Hunter S. Rhodes is a graduate of Vanderbilt Divinity School where he received his Master of Divinity with a concentration in Black Religion and Culture Studies and the Kelly Miller Smith Institute Certificate in Black Church Studies. Born in Jackson, Tennessee, Hunter has been in Memphis essentially his whole life, minus his time at Vanderbilt between 2017-2020, and he is happy to now be back in the city that raised him. Prior to Vanderbilt, Hunter received his Bachelor of Arts in Philosophy and English Literature from University of Memphis.
He is excited for the opportunity, made possible in part through the generosity of the Public Theology and Racial Justice Collaborative, to be able to pursue a project at the intersection of his passions: woodworking, history, ethics, language, and social justice. Through these intersections of interest, he hopes to demonstrate that our history as Americans, especially for those of us in the South, is quite murky, but through the uncovering of stories of past and present people who made a way out of no way, we can have hope for a more just and equitable future.

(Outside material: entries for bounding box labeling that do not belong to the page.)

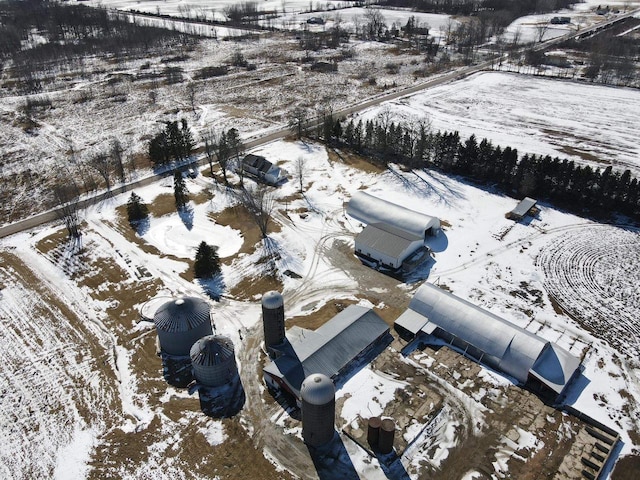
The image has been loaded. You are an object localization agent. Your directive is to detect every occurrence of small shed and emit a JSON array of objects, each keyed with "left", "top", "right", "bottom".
[{"left": 505, "top": 197, "right": 540, "bottom": 221}]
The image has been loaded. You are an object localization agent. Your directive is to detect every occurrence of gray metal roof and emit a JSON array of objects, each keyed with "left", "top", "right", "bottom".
[
  {"left": 396, "top": 283, "right": 580, "bottom": 393},
  {"left": 347, "top": 191, "right": 440, "bottom": 238},
  {"left": 264, "top": 305, "right": 389, "bottom": 397},
  {"left": 511, "top": 197, "right": 538, "bottom": 217},
  {"left": 153, "top": 297, "right": 211, "bottom": 332},
  {"left": 356, "top": 223, "right": 424, "bottom": 258}
]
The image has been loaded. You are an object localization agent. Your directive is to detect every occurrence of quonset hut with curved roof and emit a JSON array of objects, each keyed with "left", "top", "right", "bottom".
[
  {"left": 189, "top": 335, "right": 238, "bottom": 387},
  {"left": 153, "top": 297, "right": 213, "bottom": 356},
  {"left": 347, "top": 191, "right": 440, "bottom": 270},
  {"left": 395, "top": 283, "right": 580, "bottom": 395}
]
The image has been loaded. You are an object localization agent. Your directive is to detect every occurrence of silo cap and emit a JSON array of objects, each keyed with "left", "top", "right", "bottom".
[
  {"left": 262, "top": 290, "right": 284, "bottom": 309},
  {"left": 300, "top": 373, "right": 336, "bottom": 405}
]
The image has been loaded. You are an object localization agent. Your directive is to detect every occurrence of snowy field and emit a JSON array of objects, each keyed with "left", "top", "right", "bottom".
[
  {"left": 0, "top": 136, "right": 640, "bottom": 479},
  {"left": 361, "top": 73, "right": 640, "bottom": 177}
]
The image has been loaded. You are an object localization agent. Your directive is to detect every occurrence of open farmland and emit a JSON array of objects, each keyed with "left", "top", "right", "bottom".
[
  {"left": 362, "top": 72, "right": 640, "bottom": 177},
  {"left": 0, "top": 0, "right": 640, "bottom": 480},
  {"left": 0, "top": 136, "right": 640, "bottom": 479}
]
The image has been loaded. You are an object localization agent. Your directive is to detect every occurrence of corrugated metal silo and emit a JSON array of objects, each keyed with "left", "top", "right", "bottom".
[
  {"left": 190, "top": 335, "right": 238, "bottom": 387},
  {"left": 153, "top": 297, "right": 213, "bottom": 356},
  {"left": 378, "top": 418, "right": 396, "bottom": 453},
  {"left": 300, "top": 373, "right": 336, "bottom": 447},
  {"left": 262, "top": 291, "right": 286, "bottom": 351}
]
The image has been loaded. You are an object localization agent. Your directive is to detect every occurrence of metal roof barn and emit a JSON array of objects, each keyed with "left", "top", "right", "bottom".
[
  {"left": 395, "top": 283, "right": 580, "bottom": 394},
  {"left": 264, "top": 305, "right": 389, "bottom": 398},
  {"left": 347, "top": 191, "right": 440, "bottom": 239},
  {"left": 189, "top": 335, "right": 238, "bottom": 387},
  {"left": 153, "top": 297, "right": 213, "bottom": 356}
]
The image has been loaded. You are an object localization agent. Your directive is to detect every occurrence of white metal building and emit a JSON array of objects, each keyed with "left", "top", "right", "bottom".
[
  {"left": 395, "top": 283, "right": 580, "bottom": 395},
  {"left": 347, "top": 191, "right": 440, "bottom": 270}
]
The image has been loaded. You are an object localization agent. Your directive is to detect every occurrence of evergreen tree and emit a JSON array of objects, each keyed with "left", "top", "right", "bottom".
[
  {"left": 173, "top": 170, "right": 189, "bottom": 210},
  {"left": 127, "top": 192, "right": 149, "bottom": 226},
  {"left": 193, "top": 242, "right": 220, "bottom": 278}
]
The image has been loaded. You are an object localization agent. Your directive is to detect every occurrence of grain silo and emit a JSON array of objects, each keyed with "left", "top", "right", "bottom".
[
  {"left": 367, "top": 417, "right": 382, "bottom": 448},
  {"left": 262, "top": 291, "right": 286, "bottom": 351},
  {"left": 153, "top": 297, "right": 213, "bottom": 357},
  {"left": 300, "top": 373, "right": 336, "bottom": 447},
  {"left": 190, "top": 335, "right": 238, "bottom": 387},
  {"left": 378, "top": 418, "right": 396, "bottom": 454}
]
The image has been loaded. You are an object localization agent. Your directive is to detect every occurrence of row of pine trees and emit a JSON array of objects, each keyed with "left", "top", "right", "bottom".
[{"left": 315, "top": 115, "right": 640, "bottom": 220}]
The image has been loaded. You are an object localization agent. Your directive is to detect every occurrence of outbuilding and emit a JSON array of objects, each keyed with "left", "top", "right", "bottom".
[
  {"left": 506, "top": 197, "right": 539, "bottom": 221},
  {"left": 242, "top": 153, "right": 287, "bottom": 185},
  {"left": 395, "top": 283, "right": 580, "bottom": 396},
  {"left": 347, "top": 191, "right": 440, "bottom": 271},
  {"left": 263, "top": 305, "right": 391, "bottom": 400}
]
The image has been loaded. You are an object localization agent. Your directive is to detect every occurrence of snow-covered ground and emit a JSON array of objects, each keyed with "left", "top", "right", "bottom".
[
  {"left": 0, "top": 134, "right": 640, "bottom": 478},
  {"left": 361, "top": 73, "right": 640, "bottom": 177}
]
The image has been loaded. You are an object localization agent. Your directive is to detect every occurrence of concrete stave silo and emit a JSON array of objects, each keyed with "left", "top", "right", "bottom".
[
  {"left": 190, "top": 335, "right": 238, "bottom": 387},
  {"left": 300, "top": 373, "right": 336, "bottom": 447},
  {"left": 153, "top": 297, "right": 213, "bottom": 357},
  {"left": 262, "top": 290, "right": 286, "bottom": 351},
  {"left": 378, "top": 418, "right": 396, "bottom": 454}
]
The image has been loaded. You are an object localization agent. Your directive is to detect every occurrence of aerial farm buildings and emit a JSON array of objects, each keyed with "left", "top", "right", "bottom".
[
  {"left": 263, "top": 305, "right": 390, "bottom": 400},
  {"left": 347, "top": 191, "right": 440, "bottom": 271},
  {"left": 190, "top": 335, "right": 238, "bottom": 387},
  {"left": 395, "top": 283, "right": 580, "bottom": 398}
]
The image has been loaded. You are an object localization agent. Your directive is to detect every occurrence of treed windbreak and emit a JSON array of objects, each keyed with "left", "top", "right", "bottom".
[{"left": 0, "top": 0, "right": 195, "bottom": 93}]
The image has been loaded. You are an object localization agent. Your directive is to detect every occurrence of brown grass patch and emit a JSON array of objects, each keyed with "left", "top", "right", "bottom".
[
  {"left": 147, "top": 193, "right": 177, "bottom": 217},
  {"left": 287, "top": 299, "right": 358, "bottom": 330},
  {"left": 327, "top": 148, "right": 385, "bottom": 173},
  {"left": 229, "top": 275, "right": 282, "bottom": 300}
]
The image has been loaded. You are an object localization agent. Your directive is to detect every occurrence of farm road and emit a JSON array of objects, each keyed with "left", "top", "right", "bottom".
[{"left": 0, "top": 8, "right": 640, "bottom": 238}]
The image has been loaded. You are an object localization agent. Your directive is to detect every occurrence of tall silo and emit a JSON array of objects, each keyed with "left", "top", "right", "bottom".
[
  {"left": 300, "top": 373, "right": 336, "bottom": 447},
  {"left": 378, "top": 418, "right": 396, "bottom": 454},
  {"left": 153, "top": 297, "right": 213, "bottom": 357},
  {"left": 262, "top": 291, "right": 286, "bottom": 351},
  {"left": 190, "top": 335, "right": 238, "bottom": 387}
]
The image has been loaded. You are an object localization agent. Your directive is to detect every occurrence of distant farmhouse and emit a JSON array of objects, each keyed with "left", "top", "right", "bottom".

When Hunter is not researching, you can find him either teaching high school history or in his own shop building furniture and whatever else needs to be made. On the weekends he is spending time with his wife-to-be, Emma, and their beagle, Murphy. Wherever you may encounter him, Hunter hopes that he, in all areas, can live out the call of Micah 6:8 to do justice, love mercy, and walk humbly with God.